Expect cures for the common cold, erasure of national debt, and world peace before recipients of written invitations really know senders’ actual intent.
In some cases “deep-down druthers” are really pretty shallow. Take graduation invitations, for example.
“Inviters” in four-cornered caps graduating from “this to that” typically are more interested in invitees’ gifts than their attendance.
Some invitations invite “what shall we do?” head-scratching. Birthday parties are on the list.
When the honoree’s age is truly high — I mean if the fire marshal insists that cake candles be ignited one row at a time — invitations may convey clear intent.
You know, when requests are for “your presence, not your presents.”
Invites to “off-the-wall” occasions sometimes require the cooperation of an accomplice.
One I saw recently warrants “classic” designation.
Since Jack Raskopf, a retired member of the TCU School of Journalism, was the honoree, maybe it’s best to simply quote it.
Here goes: “So look … you got nothin’ better to do? Come to Jack’s 85th surprise birthday party! Well, it is a surprise, sort of. I’ve already told him about it … actually three times! Each time it is a surprise to him. But definitely, no gifts! He would just forget you gave them anyway.
When you come, be sure to introduce yourself … at least three times. And say it loud. Actually, shout it! Or maybe even write it. It won’t hurt if each time you remind him why you and that crowd of people are in our house. We look forward to you coming to the surprise birthday party of the year!”
At the bottom were the usual details journalists insist on: Date, place, time and “regrets only to Rocky, 817-921-XXXX.”
Perhaps you noticed that the invitation wasn’t signed.
If you assume that Rocky, Jack’s bride, wrote it, you are wrong! She was, however, an accomplice.

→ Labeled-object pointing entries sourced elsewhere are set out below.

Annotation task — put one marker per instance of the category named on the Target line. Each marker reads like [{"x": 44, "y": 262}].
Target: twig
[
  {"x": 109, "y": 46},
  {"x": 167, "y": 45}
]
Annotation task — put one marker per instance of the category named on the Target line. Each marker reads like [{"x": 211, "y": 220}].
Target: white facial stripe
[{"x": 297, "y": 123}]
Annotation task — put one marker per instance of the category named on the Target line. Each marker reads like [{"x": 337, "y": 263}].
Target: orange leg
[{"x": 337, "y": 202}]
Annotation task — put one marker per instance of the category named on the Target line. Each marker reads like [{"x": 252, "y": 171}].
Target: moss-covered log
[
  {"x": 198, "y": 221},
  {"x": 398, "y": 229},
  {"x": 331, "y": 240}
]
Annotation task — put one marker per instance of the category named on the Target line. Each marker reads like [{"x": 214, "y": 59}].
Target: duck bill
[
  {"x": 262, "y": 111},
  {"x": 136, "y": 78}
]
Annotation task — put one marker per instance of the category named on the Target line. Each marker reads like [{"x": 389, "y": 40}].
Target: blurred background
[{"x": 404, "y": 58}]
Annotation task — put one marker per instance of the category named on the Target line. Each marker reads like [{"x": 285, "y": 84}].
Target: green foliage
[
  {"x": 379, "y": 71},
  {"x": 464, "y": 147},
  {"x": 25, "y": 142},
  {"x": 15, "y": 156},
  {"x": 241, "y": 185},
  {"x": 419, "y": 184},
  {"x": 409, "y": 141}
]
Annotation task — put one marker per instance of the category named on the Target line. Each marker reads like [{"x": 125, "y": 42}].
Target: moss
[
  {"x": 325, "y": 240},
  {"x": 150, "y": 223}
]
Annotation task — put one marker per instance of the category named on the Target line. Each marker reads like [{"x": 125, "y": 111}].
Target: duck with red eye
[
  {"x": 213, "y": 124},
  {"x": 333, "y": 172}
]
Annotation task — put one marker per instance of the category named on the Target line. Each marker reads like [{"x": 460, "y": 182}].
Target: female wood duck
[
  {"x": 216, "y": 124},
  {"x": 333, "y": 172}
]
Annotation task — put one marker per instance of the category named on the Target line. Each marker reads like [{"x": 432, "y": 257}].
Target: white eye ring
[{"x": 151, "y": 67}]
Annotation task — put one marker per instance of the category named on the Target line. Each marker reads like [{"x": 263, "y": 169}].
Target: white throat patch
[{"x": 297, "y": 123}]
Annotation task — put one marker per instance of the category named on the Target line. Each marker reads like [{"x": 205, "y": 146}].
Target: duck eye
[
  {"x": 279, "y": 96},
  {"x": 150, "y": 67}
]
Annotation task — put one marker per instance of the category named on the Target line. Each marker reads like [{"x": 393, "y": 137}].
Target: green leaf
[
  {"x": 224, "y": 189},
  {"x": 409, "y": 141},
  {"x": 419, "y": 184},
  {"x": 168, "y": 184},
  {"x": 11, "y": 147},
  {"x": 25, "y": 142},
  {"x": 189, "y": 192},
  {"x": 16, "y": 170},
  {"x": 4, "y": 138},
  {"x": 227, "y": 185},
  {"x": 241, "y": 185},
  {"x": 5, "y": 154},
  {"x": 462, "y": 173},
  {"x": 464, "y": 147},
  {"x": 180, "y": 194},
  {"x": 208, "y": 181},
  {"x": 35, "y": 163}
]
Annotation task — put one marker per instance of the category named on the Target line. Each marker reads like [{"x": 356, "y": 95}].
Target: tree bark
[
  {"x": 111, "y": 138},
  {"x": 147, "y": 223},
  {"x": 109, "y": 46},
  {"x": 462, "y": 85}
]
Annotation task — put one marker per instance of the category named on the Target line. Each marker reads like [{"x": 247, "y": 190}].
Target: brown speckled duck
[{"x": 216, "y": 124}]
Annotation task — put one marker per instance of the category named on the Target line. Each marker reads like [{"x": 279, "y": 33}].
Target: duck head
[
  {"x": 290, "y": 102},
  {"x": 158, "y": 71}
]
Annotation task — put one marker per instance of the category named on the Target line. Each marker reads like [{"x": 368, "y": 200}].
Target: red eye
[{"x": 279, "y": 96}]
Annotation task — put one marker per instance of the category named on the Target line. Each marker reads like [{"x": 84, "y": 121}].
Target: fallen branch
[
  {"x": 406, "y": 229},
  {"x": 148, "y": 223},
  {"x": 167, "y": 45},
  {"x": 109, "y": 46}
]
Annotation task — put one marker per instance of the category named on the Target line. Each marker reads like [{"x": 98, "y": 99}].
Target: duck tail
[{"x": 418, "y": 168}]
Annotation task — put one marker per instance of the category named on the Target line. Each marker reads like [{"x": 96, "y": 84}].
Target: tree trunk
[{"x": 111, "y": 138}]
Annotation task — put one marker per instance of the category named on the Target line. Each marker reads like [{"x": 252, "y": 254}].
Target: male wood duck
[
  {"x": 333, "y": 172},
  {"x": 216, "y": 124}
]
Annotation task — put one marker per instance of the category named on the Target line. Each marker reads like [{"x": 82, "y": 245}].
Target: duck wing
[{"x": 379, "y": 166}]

A dead give-away to friends who’ve never gotten close enough to turnip trucks to fall from them was this: The invitation was carefully addressed, printed in block letters, totally lacking in femininity. Yep, Jack created the invitation to his own party.
Reports suggest that “a good time was had by all.”
Jack’s friends remember with warmest thoughts the laughter-drenched moments the honoree provided in his first 30-year tour of duty at TCU.
Doug Newsom, a colleague who hired Jack from Rockwell International, asked “Which time?” in response to a query about how long Jack had taught at TCU. Doug explained that Jack was pressed back into service twice soon after his “retirement roast.” He served for 18 months as the first director of the school’s new learning lab for advertising and public relations students. Then, he was back a third time to sub for a teacher on medical leave. That’s when his wife told him not to answer the phone if the department called again.
One of his colleagues, Jerry Grotta, paused when asked to personify the honoree in a paragraph or two, protesting that “it would be easier to write a book.”
Grotta said, “Jack has the most creative mind I’ve ever encountered, and I don’t think he realizes it. He also is one of the funniest of people, and doesn’t realize that, either, and that’s one reason Jack is so charming.”
Jerry “signed on” with TCU largely because of Jack’s persuasion for him to leave commercial marketing research in New York City, where his daily regimen often included meals at best restaurants.
On Jerry’s first day at TCU, Jack said lunch was on him. “He took a $5 bill out of his billfold,” Jerry recalled, “and asked me to run down to the Jack-in-the-Box for a couple of cheeseburgers.”
Party revelers reflected on Jack’s thinking “outside the box” long before ad writers capitalized on it. They laughed about the time he wound up on campus with two cars.
At day’s end, he alternated driving each of the cars six blocks — re-defining leap-frogging — before finally parking both of them at home, six miles away. Asked why he didn’t ask a colleague to help, he replied, “I didn’t think of that.”
On a serious note, Grotta said, “I would trust Jack with my life.”
Party invitees have Jack Raskopf’s name in their BFF (best friend forever) files. Such respect is better than tenure.
I want to meet him soon. I’m thinking his barrel has at least a dozen anecdotes for each monkey therein.